Manfred Karge è uno tra gli autori recentemente venuti alla ribalta dell’occidente, dopo una formazione professionale nella Berlino Est, prima della caduta del «muro». Nato a Brandeburgo nel 1938, ha lavorato anche come attore nel Berliner Ensemble e un’impronta espressionista è rimasta nel suo teatro, come si può ben vedere in questo suo testo del 1982, Max Gericke, rimesso in scena al Teatro Sala Umberto di Roma dalla Compagnia del Collettivo.
La storia, riassumibile in poche parole, è quella di una donna che, per sopravvivere, prende clandestinamente il posto del marito defunto, nella vita e sul lavoro. Quando si alza il sipario, agli occhi degli spettatori si presenta il fantoccio di Ella, che, indossando le vesti del marito gruista, esprime la fatica di una finzione durata tutta una vita.
È comprensibile che un’idea teatrale simile possa aver affascinato un attore amante del virtuosismo; però questo copione non ha saputo aggiungere alcunché allo spunto da cui prende le mosse. Il lungo monologo della donna travestita è terribilmente piatto, con tutti i più ovvi luoghi comuni: l’angoscia di voler anche essere donna; le terribili situazioni con i maschioni nazisti che la/lo vogliono denudare; riflessioni, qua e là, sulla vita, che vorrebbero essere profonde, ma per lo più fanno solo sorridere.
Non c’è vera tensione drammatica in una situazione che potenzialmente ne avrebbe molta. Lo spettacolo non costruisce davvero qualcosa e non ci riesce neppure col finale della donna che, in uno spogliarello alla rovescia, si riappropria delle sue vesti femminili.

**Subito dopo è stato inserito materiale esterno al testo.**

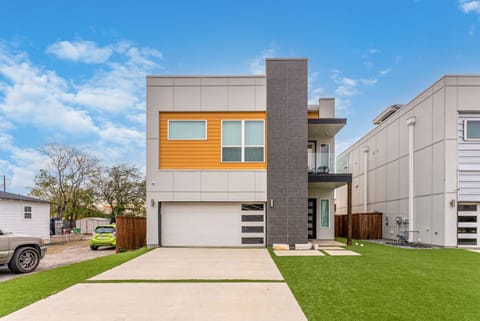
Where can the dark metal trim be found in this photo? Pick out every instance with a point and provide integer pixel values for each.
(327, 121)
(330, 178)
(159, 224)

Dicevamo prima che il testo sembrerebbe scritto soprattutto per offrire una grande occasione al virtuosismo di un attore; ma l’attrice Elisabetta Pozzi salmodia monotonamente per tutto il tempo con una voce da «Topo Gigio». Le uniche varianti sono state di alzare o abbassare in qualche punto il tono di voce, senza peraltro che ci fosse neanche di questo una vera ragione drammatica. Anche il gesticolare, chaplinianamente disarticolato, non giovava ad inverare drammaticamente il personaggio, relegandolo piuttosto in uno stereotipo.
Pessimo artefice di tale operazione e malvagio consigliere dell’attrice è stato Walter Le Moli, il quale ha curato oltre che la messa in scena, anche la traduzione.
Noi abbiamo spesso e volentieri tessuto elogi delle qualità artistiche di Elisabetta Pozzi;
ma ci pare che questa volta si sia cacciata sconsideratamente in un grosso pasticcio, forse suggestionata dalla retorica degli «effettacci» che, falsamente, si crede debbano far sempre presa sul pubblico. A ciò ha contribuito anche pesantemente il trucco di Cinzia Costantino che ha affogato dietro un mascherone grottesco ogni potenzialità espressiva. La scena di Tiziano Santi e i costumi di Susanna Montecolli ci sono sembrati assecondare mestamente il progetto complessivo.